Donald Trump Criticizes Khizr Khan, Father of Muslim Soldier Who Died Serving in Iraq War


Donald Trump has ramped up his defenses against a fallen U.S. soldier's father who questioned his understanding of the U.S. Constitution at the Democratic National Convention in Philadelphia.

Khizr Khan, a Muslim lawyer and the father of Humayun Khan, the Muslim U.S. Army captain who was killed in Iraq in 2004, stood onstage alongside the elder Khan's wife, Ghazala, to speak out against Trump's proposed ban on Muslims and questioned his understanding of the Constitution, offering up a travel-sized copy from his suit jacket.

"I will gladly lend you my copy," Khan said Thursday, on the final night of the four-day convention. "In this document, look for the words 'liberty' and 'equal protection (under) law.'"

When questioned about the incident by the New York Times, Trump fired back that he'd "like to hear his wife say something." 

In an interview with ABC, Trump doubled down on his insinuation that the reason Ghazala Khan did not speak was because she was not allowed to.

"His wife, if you look at his wife, she was standing there," Trump said Saturday. "She had nothing to say.
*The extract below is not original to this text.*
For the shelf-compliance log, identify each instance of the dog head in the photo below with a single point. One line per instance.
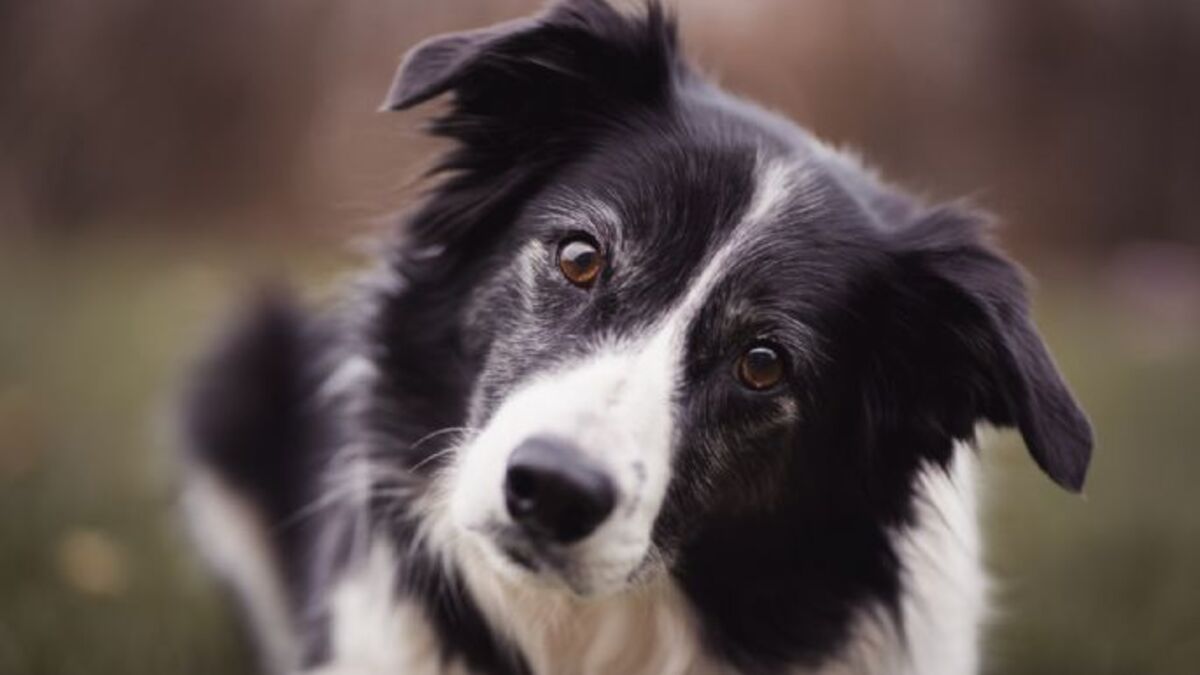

She probably, maybe she wasn't allowed to have anything to say. You tell me, but plenty of people have written that. She was extremely quiet and it looked like she had nothing to say."
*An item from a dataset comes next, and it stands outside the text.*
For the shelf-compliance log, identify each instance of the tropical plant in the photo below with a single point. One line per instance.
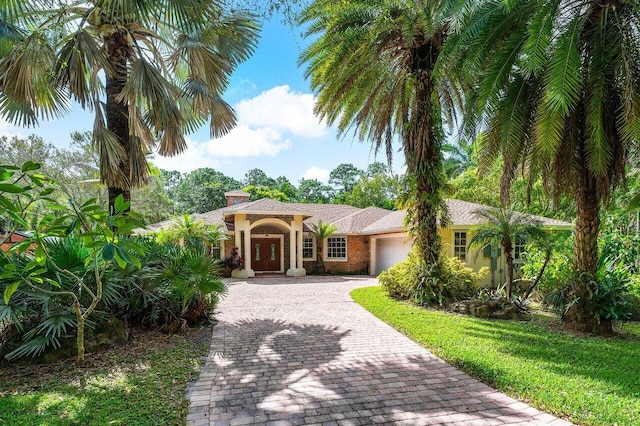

The comments spurred Mrs. Khan to pen a response in the Washington Post:

"Here is my answer to Donald Trump," she wrote, "Because without saying a thing, all the world, all America, felt my pain. I am a Gold Star mother. Whoever saw me felt me in their heart."

"Just talking about it is hard for me all the time. Every day, whenever I pray, I have to pray for him, and I cry. The place that emptied will always be empty," she added.
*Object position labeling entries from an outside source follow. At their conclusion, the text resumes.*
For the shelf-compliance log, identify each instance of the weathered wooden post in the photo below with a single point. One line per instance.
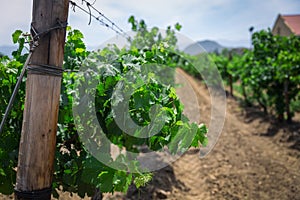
(37, 145)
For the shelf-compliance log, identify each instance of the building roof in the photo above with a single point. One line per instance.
(293, 22)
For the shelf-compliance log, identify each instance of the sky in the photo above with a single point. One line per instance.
(225, 21)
Trump also released a statement Saturday night devoted to Khan's comments, which simultaneously praised Humayun Khan's service and asserted that Khizr Khan "has no right" to criticize him.

"Captain Humayun Khan was a hero to our country and we should honor all who have made the ultimate sacrifice to keep our country safe," Trump said. "The real problem here are the radical Islamic terrorist who killed him, and the efforts of these radicals to enter our country and do us further harm.

"While I feel deeply for the loss of his son, Mr. Khan, who has never met me, has no right to stand in front of millions of people and claim I have never read the Constitution, (which is false) and say many other inaccurate things. If I become president, I will make America safe again."

July 31, 2016, 11:00 a.m.: This story has been updated.